Hackers backed by the Chinese government stole at least $20m from Covid-19 relief funds in the US, officials in Washington believe. Other countries such as the UK are likely to have been hit with similar attacks, a security researcher told Tech Monitor.
A Chinese APT group known as APT41 is behind the raid which saw at least $20m stolen, a US Secret Service spokesperson has told NBC.
The theft was uncovered as part of a wider investigation into pandemic funds fraud carried out by the US Secret Service, which announced on Friday that it had recovered $286m in Covid-19 relief funds.
Covid-19 relief funds targeted by Chinese hackers APT41
It is thought APT41 targeted small business administration loan money, designed to help companies get through the pandemic, and unemployment insurance funds in more than a dozen US states.
Though the US is the first company to report that its pandemic funds were targeted by international hackers, others are likely to follow says Allan Liska, cybersecurity lead at security company Recorded Future.
“There were a lot of funds that were sent out, and in many countries there wasn’t a lot of oversight,” Liska says. “Both cybercriminals and now nation-state actors were able to take advantage of that to redirect funds. The same thing will have happened in other countries as well.”

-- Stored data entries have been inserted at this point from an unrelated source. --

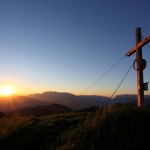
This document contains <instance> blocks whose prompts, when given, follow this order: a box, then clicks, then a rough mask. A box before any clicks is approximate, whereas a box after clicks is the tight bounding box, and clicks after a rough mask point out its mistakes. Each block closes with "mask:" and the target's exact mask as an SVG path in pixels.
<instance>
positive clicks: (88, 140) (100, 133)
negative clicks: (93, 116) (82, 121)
mask: <svg viewBox="0 0 150 150" xmlns="http://www.w3.org/2000/svg"><path fill="white" fill-rule="evenodd" d="M61 138H62V145H61V146H60V147H58V149H57V150H69V149H71V150H101V149H102V150H107V149H111V150H127V149H144V148H146V147H147V148H148V149H149V148H150V145H149V140H150V110H149V109H148V108H142V109H139V108H137V107H129V106H128V107H127V106H126V107H113V108H107V109H105V110H103V111H99V112H97V114H96V115H95V116H94V117H93V118H87V119H86V121H85V122H84V123H83V124H82V125H80V126H79V127H78V128H76V129H74V130H72V131H70V132H68V133H67V134H65V135H63V136H62V137H61Z"/></svg>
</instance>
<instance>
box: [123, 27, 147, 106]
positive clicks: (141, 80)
mask: <svg viewBox="0 0 150 150" xmlns="http://www.w3.org/2000/svg"><path fill="white" fill-rule="evenodd" d="M141 37H142V36H141V28H139V27H138V28H136V46H135V47H133V48H132V49H131V50H130V51H128V52H127V53H126V56H131V55H132V54H134V53H135V52H136V59H135V61H134V63H133V67H134V69H135V70H136V71H137V105H138V106H139V107H142V106H143V105H144V91H146V90H148V82H147V83H143V70H144V69H145V67H146V60H145V59H143V58H142V47H143V46H144V45H146V44H147V43H148V42H150V35H148V36H147V37H146V38H144V39H143V40H141ZM135 65H136V67H135Z"/></svg>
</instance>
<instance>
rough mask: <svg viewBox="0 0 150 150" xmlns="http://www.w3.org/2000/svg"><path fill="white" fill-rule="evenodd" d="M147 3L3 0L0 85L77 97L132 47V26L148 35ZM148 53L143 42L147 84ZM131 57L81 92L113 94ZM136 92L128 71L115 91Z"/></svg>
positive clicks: (105, 0)
mask: <svg viewBox="0 0 150 150" xmlns="http://www.w3.org/2000/svg"><path fill="white" fill-rule="evenodd" d="M149 6H150V2H149V1H148V0H143V1H142V2H137V1H136V0H132V1H131V0H126V1H124V0H114V1H110V0H1V1H0V19H1V21H0V52H1V54H0V68H1V69H0V70H1V73H0V85H5V84H9V85H11V86H13V87H14V88H16V91H17V92H18V93H20V94H28V93H35V92H44V91H58V92H70V93H73V94H77V95H80V94H81V93H82V92H83V91H84V90H85V89H86V88H87V87H88V86H89V85H90V84H91V83H93V82H94V81H95V80H96V79H97V78H98V77H99V76H101V75H102V74H103V73H104V72H105V71H106V70H107V69H108V68H109V67H110V66H111V65H112V64H113V63H115V62H116V61H117V60H119V59H120V58H121V57H122V56H123V55H124V54H125V53H126V52H127V51H128V50H130V49H131V48H132V47H134V46H135V29H136V27H141V28H142V35H143V37H146V36H147V35H148V34H150V22H149V15H150V9H149ZM149 45H150V44H149ZM149 56H150V49H148V47H147V46H144V48H143V57H144V58H145V59H146V60H147V63H148V65H147V68H146V69H145V70H144V80H145V82H147V81H150V67H149V64H150V59H149ZM134 59H135V55H133V56H131V57H126V58H124V59H123V60H122V61H121V62H120V63H119V64H118V65H117V66H116V67H115V68H114V69H113V70H112V71H111V72H109V73H108V74H107V75H106V76H105V77H104V78H103V79H101V80H100V81H99V82H97V83H96V84H95V85H94V86H93V87H91V88H90V89H89V90H88V91H87V92H85V93H84V94H97V95H105V96H108V95H111V94H112V93H113V91H114V90H115V88H116V87H117V85H118V84H119V82H120V81H121V80H122V78H123V76H124V75H125V73H126V72H127V70H128V68H129V66H130V65H131V63H132V62H133V61H134ZM135 93H136V72H135V71H134V70H133V69H132V70H131V71H130V73H129V75H128V76H127V78H126V79H125V81H124V83H123V85H122V86H121V88H120V89H119V91H118V93H117V94H135ZM145 93H146V94H149V92H145Z"/></svg>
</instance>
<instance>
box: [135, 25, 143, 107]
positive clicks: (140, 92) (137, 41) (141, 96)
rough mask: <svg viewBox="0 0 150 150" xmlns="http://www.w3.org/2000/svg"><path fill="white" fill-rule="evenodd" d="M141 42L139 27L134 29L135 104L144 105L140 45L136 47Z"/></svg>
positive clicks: (142, 77)
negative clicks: (136, 68) (136, 96)
mask: <svg viewBox="0 0 150 150" xmlns="http://www.w3.org/2000/svg"><path fill="white" fill-rule="evenodd" d="M140 42H141V28H137V29H136V48H137V49H136V60H137V61H136V66H137V68H138V69H137V105H138V106H139V107H142V106H143V105H144V86H143V85H144V83H143V69H142V67H141V65H142V59H143V58H142V47H138V44H139V43H140Z"/></svg>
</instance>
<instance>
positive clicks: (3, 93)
mask: <svg viewBox="0 0 150 150" xmlns="http://www.w3.org/2000/svg"><path fill="white" fill-rule="evenodd" d="M13 93H14V90H13V88H12V87H11V86H8V85H4V86H2V87H1V88H0V95H2V96H9V95H11V94H13Z"/></svg>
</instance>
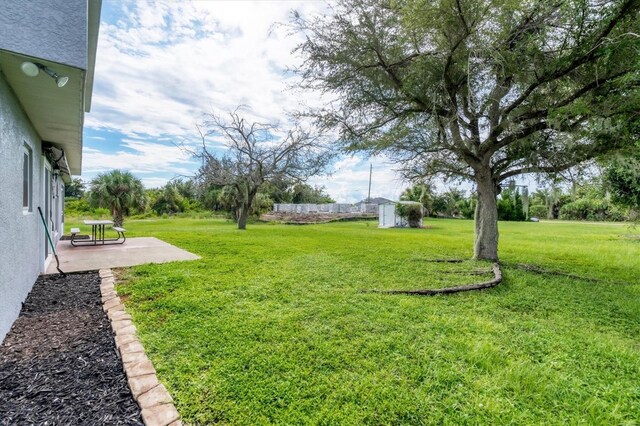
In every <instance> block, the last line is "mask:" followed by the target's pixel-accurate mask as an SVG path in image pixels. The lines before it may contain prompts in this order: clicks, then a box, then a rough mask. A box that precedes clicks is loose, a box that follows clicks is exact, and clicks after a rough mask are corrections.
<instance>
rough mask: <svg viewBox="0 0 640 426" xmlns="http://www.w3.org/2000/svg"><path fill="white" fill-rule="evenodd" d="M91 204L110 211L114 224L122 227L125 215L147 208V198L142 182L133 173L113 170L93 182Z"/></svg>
mask: <svg viewBox="0 0 640 426" xmlns="http://www.w3.org/2000/svg"><path fill="white" fill-rule="evenodd" d="M89 202H90V203H91V205H92V206H93V207H103V208H107V209H109V210H110V211H111V215H112V216H113V224H114V225H115V226H122V222H123V218H124V215H128V214H129V211H130V210H131V209H132V208H138V209H144V208H145V205H146V203H147V196H146V194H145V192H144V187H143V186H142V182H141V181H140V179H138V178H137V177H135V176H133V175H132V174H131V172H128V171H125V170H112V171H110V172H107V173H100V174H99V175H98V176H96V177H95V178H94V179H93V180H92V181H91V183H90V188H89Z"/></svg>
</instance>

In February the UK government announced that up to £16bn was lost due to “fraud and error” in Covid-19 loan schemes. Some of this lost cash is likely to have been taken by cybercriminals, Liska says. “This would be right in line with the kind of thing that nation-state hackers, particularly from countries like North Korea, like to engage in, in order to steal funds,” he says. “We just haven’t seen the evidence yet.
Hackers could have easily used stolen data from the dark web to fake an application to one of the schemes, Liska adds. “Even if the governments had good cybersecurity practices in place, because there are so many stolen credentials that are available in underground markets, it would be really easy to fake a Covid application using someone else’s name,” he says.
Who are APT41?
Over the past seven years APT41, also known as BARIUM, has targeted countries in Europe, South East Asia and the US. It has been found to target political, economic and military organisations, according to a report from security company SOCRadar.
In 2020, the FBI released an international “most wanted” poster showing the faces of four indicted members of the group, who faced charges including racketeering, money laundering, fraud, identity theft and access device fraud.
These charges stem from hacking activities carried out while employed by Chengdu 404 Network Technology Company. According to the poster, “the defendants allegedly conducted supply chain attacks to gain unauthorised access to networks throughout the world, targeting hundreds of companies in Australia, Brazil, Germany, India, Japan and Sweden.”
The US Secret Service has told NBC that there are more than 1,000 ongoing investigations involving transnational criminal actors involving benefit scams, and that APT41 is a key player in this space.